The improvements are guided by a best practice model, developed by the Centre in 2025.
Best practice model
The best practice model sets out an evidence-based approach to achieving consistent, effective multi-agency responses.
Six core components
Based on research and good local and international practice, six components define what an effective multi-agency response requires:
Safe and effective responses to risk and need
Child and victim-survivor-centred responses
Collaborative ways of working
Innovation and continuous improvement
Effective governance and leadership
Flexible, targeted, and integrated investment
These components promote consistent quality and impact for people, family and whānau experiencing family violence – while allowing adaptation to local context and needs.
Desired future state
To achieve safer outcomes, multi-agency responses would be:
Whānau-centred
Locally led, increasingly by community organisations, iwi or NGOs
Supported by regional leadership
Enabled by national settings that support consistency, investment, and system-wide coordination.
Timely, consistent and coordinated multi-agency responses to family violence reduce harm and deaths, keep people, family and whānau safe and support healing.
High-risk protocol
A new high-risk protocol has been developed to support national consistency in multi-agency responses for people, families and whānau at the highest risk of severe violence.
The protocol was developed in 2025, and shaped through:
engagement with family violence specialists who participate and have expertise in multi-agency responses
representatives from government agencies who provided feedback and direction from the Keeping People Safe Priority Steering Group
evidence from Aotearoa and international literature
alignment with the Risk and Safety Practice Framework (RSPF).(external link)
The first iteration of the high-risk protocol will be implemented and trialled across four localities in 2026. The initial implementation will inform a wider rollout.
In 2026, the Centre will work with government agencies, iwi, community organisations, iwi, and NGOs to implement the best practice model in four localities.
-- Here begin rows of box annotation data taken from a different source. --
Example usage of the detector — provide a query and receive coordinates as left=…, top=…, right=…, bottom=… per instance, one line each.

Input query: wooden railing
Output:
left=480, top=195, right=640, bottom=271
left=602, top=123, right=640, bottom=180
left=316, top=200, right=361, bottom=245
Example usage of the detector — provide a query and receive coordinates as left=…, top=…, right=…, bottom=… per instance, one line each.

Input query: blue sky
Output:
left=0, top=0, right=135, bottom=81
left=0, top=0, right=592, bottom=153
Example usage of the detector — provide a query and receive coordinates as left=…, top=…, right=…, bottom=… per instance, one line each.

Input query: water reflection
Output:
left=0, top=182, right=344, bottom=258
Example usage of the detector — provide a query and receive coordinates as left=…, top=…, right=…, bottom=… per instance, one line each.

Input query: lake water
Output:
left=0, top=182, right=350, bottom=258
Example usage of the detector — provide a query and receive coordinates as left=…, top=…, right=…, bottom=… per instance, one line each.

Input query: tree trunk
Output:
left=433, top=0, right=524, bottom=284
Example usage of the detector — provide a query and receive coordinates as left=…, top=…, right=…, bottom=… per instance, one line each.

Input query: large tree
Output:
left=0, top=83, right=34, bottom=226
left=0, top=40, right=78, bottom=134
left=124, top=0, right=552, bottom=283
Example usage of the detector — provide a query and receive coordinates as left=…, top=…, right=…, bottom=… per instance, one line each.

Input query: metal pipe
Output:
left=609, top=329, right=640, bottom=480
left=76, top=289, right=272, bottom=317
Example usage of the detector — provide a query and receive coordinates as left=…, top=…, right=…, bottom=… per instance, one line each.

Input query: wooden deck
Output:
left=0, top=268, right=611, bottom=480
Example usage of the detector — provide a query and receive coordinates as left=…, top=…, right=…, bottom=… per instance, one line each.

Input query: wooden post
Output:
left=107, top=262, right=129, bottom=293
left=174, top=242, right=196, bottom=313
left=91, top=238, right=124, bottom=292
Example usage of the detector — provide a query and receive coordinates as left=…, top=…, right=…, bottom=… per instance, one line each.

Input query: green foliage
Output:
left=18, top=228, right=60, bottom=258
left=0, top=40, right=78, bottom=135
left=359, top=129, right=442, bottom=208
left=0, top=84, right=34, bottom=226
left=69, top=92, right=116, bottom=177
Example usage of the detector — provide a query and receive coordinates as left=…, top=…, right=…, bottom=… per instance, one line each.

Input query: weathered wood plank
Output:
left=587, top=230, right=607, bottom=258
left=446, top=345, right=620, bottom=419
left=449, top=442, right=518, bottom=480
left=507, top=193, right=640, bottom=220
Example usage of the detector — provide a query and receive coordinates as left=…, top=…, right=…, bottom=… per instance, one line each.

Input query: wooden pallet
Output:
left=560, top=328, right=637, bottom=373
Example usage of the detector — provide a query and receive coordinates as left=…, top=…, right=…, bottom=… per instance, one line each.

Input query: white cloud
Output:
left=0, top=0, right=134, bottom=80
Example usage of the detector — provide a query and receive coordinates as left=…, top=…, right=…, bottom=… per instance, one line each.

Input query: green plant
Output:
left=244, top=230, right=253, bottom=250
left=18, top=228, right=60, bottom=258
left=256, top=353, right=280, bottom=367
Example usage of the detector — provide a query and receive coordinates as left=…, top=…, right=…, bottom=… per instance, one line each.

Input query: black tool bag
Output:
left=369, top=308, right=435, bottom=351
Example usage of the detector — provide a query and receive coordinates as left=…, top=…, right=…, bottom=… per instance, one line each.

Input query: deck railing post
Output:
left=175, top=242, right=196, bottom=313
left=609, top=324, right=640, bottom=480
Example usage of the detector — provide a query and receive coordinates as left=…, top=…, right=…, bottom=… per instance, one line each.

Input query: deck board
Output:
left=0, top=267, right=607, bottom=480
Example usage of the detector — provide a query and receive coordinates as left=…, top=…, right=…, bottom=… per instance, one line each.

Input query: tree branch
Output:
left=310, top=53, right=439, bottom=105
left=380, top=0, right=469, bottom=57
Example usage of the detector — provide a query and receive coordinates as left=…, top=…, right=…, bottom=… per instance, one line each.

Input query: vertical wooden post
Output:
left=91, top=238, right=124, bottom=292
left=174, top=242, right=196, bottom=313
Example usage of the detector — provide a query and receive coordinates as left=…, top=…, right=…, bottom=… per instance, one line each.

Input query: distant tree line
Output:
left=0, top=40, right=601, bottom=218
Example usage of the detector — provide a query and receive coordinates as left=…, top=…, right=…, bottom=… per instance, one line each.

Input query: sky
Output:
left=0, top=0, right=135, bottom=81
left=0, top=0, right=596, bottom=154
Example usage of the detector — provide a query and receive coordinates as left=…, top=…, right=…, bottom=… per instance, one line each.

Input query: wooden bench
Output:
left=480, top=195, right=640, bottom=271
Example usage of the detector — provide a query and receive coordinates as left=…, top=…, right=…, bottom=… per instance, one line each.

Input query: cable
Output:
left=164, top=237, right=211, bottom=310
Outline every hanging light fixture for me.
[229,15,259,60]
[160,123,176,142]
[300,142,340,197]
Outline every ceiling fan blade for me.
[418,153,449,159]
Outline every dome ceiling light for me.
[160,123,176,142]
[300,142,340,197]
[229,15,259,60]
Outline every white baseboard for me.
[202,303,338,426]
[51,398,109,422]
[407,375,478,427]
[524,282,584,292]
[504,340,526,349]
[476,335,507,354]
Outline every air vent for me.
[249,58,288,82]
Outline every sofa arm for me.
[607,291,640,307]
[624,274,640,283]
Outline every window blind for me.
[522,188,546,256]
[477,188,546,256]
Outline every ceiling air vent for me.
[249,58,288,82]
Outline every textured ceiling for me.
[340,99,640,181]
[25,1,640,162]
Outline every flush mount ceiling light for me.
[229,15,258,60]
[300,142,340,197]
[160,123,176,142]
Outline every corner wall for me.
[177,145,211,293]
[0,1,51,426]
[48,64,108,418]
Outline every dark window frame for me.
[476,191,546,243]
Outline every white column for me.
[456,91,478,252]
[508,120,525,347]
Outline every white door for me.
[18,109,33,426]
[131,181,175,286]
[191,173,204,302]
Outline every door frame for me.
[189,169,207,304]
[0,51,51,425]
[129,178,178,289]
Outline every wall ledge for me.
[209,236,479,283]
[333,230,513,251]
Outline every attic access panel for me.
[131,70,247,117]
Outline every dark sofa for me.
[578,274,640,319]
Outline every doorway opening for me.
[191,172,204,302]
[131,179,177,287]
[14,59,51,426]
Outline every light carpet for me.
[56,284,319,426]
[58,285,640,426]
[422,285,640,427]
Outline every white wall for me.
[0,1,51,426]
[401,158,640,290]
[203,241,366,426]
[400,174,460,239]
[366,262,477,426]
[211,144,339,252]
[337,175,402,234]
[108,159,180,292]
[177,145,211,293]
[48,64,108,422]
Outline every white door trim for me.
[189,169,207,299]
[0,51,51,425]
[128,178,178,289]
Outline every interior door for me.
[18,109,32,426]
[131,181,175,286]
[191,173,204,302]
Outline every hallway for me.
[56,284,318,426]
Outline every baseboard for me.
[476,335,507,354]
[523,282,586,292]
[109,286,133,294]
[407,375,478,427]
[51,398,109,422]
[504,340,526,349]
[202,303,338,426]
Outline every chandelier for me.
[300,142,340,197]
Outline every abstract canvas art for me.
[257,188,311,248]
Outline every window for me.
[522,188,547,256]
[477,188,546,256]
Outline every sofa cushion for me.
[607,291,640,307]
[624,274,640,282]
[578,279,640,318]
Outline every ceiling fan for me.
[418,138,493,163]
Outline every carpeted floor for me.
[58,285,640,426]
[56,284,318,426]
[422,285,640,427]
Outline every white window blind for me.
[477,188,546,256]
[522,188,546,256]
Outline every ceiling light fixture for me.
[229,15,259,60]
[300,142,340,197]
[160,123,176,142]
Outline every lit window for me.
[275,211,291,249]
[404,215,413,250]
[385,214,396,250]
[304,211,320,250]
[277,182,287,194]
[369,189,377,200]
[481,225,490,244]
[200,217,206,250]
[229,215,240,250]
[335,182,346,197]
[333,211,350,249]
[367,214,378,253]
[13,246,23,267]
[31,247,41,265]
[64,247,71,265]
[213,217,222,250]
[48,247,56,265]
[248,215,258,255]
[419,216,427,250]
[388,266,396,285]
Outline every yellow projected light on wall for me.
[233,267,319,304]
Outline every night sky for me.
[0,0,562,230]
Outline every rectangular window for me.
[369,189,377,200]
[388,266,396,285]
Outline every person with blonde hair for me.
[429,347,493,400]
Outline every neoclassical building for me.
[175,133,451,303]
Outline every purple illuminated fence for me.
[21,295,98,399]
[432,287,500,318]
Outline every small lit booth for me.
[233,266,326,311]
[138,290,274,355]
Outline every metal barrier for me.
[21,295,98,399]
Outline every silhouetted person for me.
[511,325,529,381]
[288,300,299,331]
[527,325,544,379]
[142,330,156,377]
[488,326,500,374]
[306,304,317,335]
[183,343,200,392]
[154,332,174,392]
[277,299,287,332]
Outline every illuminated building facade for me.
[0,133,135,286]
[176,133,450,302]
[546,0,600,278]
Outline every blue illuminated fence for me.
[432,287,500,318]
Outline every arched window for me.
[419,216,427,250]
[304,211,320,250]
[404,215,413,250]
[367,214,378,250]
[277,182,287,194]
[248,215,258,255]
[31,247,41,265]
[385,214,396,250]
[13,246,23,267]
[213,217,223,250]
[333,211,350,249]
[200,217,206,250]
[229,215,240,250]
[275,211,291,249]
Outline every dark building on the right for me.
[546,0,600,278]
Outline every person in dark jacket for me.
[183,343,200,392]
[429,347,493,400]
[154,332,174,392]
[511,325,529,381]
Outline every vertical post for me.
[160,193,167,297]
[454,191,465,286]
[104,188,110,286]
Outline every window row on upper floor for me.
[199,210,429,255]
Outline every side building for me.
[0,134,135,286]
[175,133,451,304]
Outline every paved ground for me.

The focus is on creating safer, more coordinated responses for families and whānau at highest risk of harm, and with complex needs - including those with children and young people.
The initial ‘trial and learn’ phase will include:
putting the new high-risk protocol and information sharing guidance into practice supported by training and resources
building capability in key areas such as working with children and young people
strengthening governance and leadership structures to improve accountability, clarify agency roles and responsibilities, and drive implementation
trial a local spoke-regional hub model in two regions
monitor what works and what needs adjusting to inform a wider rollout.
System Improvement Plans
Twelve family violence sites developed local System Improvement Plans in 2025 with support from the Centre.
These plans:
assess each site’s current state
identify the shifts required and opportunities to move towards the best practice model
outline improvements in processes, functions, outcomes, and risk management
allow local innovation to meet diverse needs and contexts.
The work on implementing the System Improvement Plans is ongoing.
Specialist Outreach
Specialist outreach models are being implemented in Auckland City and Rotorua.
This initiative provides coordinated, intensive support for whānau and families at high risk of family violence. Services are delivered in partnership with communities to test specialist outreach alongside the high-risk approach.
The Minister announced(external link) the partnership in Auckland City with Ngāti Whātua Ōrākei and Manawa Tītī in April 2025.
Workforce capability
The Centre is increasing workforce capability and consistency in training through:
publishing workforce capability frameworks to guide practitioners and organisations on standards for safe practice and risk management
aligning training options with the skills set out in the capability frameworks to improve consistency and support quality training
embedding best practices into multi-agency responses at local and regional levels.